Pinch Hitting: Mark Braff

Posted by: Chad Jennings - Posted in Pinch hitters on Jan 23, 2011 Print This Post Print This Post | Email This Post Email This Post

Our next Pinch Hitter, Mark Braff, lives in New Jersey and has been a Yankees fan since 1965. He wrote that he’s been rooting for the pinstripes, “from Horace Clarke and Dooley Womack to Robbie Cano and Mariano Rivera.” Mark said he feels kind of like “a child of the Great Depression who later in life never forgot the value of a dollar.”

Today, Mark cheers for a team of all-stars, but it hasn’t always been that way. Mark’s early Yankee years weren’t so successful, and for his guest post, Mark wrote that the lean years made him appreciate the fact that — even today — every team has at least one all-star on its roster.

I know the All-Star Game is quite a ways off (July 12 at Chase Field in Arizona, to be exact), but it feels good to think about the mid-summer classic as I nurse snow-shoveling aches and pains incurred during this brutal winter in the Northeast. There is hope that summer will arrive — eventually.

And as surely as summer will arrive, so too will complaints from fans that so-and-so, a deserving All-Star, was left off the team while roster spots are taken by players on the Pittsburghs of the world because every team is required to be represented.

I’ll take the opposite view.

I believe strongly that every team should have at least one player on the All-Star roster. This viewpoint might seem strange coming from a Yankee fan of 45 years — after all, my team sends a plethora of players to the mid-summer classic every year — but it is precisely because I have been a Yankee fan for so long that I can empathize with the 8-year-old Pirates fan whose team is pretty much irrelevant to the baseball world two weeks into the season.

I became a Yankee fan in 1965, aka, The Dark Days. Today’s younger Yankee fans consider the rare non-playoff year, like 2008, to be a “bad” season. But I have to tell you folks, you don’t know the meaning of bad Yankee seasons.

Try this on for size:

1965 — 77-85 (6tth in a 10-team league)
1966 – 70-89 (10th, dead last)
1967 – 72-90 (9th of 10)
1968 — 83-79 (5th of 10, my first-ever .500+ season! Why was there no parade down lower Broadway?)
1969 – 80-81 (5h in a six-team division, made even worse by the fact that the Mets –- are you kidding me? — won the World Series).

Growing up, a Yankee season highlight for me would be the split of a Sunday doubleheader with the mighty Baltimore Orioles. Suffice it to say, my Yankee goals were modest.

These were my ages 8-13 years, a time when a single year was an eternity as opposed to how they fly by when you are older.

And, so, when the All-Star game would come around in mid-summer, I would enjoy one of my few thrills of the season when Mel Stottlemyre or, a bit later, Bobby Murcer, would enter the game. Play-by-play man Curt Gowdy would tell an entire nation watching on NBC what a fine pitcher Stottlemyre was.
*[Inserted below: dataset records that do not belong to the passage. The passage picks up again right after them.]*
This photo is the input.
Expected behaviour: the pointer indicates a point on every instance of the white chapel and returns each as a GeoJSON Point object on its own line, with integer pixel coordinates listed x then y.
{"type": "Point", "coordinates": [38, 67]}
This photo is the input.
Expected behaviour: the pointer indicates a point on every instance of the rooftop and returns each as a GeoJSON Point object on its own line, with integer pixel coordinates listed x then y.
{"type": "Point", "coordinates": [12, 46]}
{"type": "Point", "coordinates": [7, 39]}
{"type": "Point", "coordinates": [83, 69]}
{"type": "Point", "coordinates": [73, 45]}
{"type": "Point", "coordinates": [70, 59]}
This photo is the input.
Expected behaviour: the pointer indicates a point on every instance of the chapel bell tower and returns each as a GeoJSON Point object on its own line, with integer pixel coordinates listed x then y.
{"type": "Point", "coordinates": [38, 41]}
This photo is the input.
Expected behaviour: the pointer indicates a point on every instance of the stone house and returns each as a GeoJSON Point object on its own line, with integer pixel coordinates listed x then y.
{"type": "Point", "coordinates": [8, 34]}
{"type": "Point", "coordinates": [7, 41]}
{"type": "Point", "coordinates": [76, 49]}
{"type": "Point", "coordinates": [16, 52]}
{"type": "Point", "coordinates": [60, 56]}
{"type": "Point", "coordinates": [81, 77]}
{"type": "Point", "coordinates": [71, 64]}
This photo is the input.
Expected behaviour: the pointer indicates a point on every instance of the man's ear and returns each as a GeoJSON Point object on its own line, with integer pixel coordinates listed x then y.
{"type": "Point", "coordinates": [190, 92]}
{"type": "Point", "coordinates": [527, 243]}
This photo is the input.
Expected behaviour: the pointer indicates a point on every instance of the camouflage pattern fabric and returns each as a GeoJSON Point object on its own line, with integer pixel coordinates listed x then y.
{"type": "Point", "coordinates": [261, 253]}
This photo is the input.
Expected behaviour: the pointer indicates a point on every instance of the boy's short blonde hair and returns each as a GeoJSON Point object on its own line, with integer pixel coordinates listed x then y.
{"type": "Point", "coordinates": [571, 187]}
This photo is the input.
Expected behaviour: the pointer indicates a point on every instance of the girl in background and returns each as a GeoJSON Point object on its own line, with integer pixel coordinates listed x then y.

I still recall the feeling of pride that I had for “my guys” because now the entire country was getting to hear how good they were. Remember, there was only one national game of the week in those days, and the Yankees were rarely if ever on it. They were, frankly, irrelevant.

Today, of course, there are many more nationally televised games, but really, how many times are teams like the Pirates shown? That 8-year-old fan in Pittsburgh, who is just learning to love baseball and whose team has little chance to succeed, needs something to feel good about.

So, yes, let’s send Andrew McCutchen or Pedro Alvarez to the All-Star game even if someone on another team might be more deserving in any given season. Somewhere in Pittsburgh, a kid will feel a sense of pride and have a memory to cherish. Is that asking too much?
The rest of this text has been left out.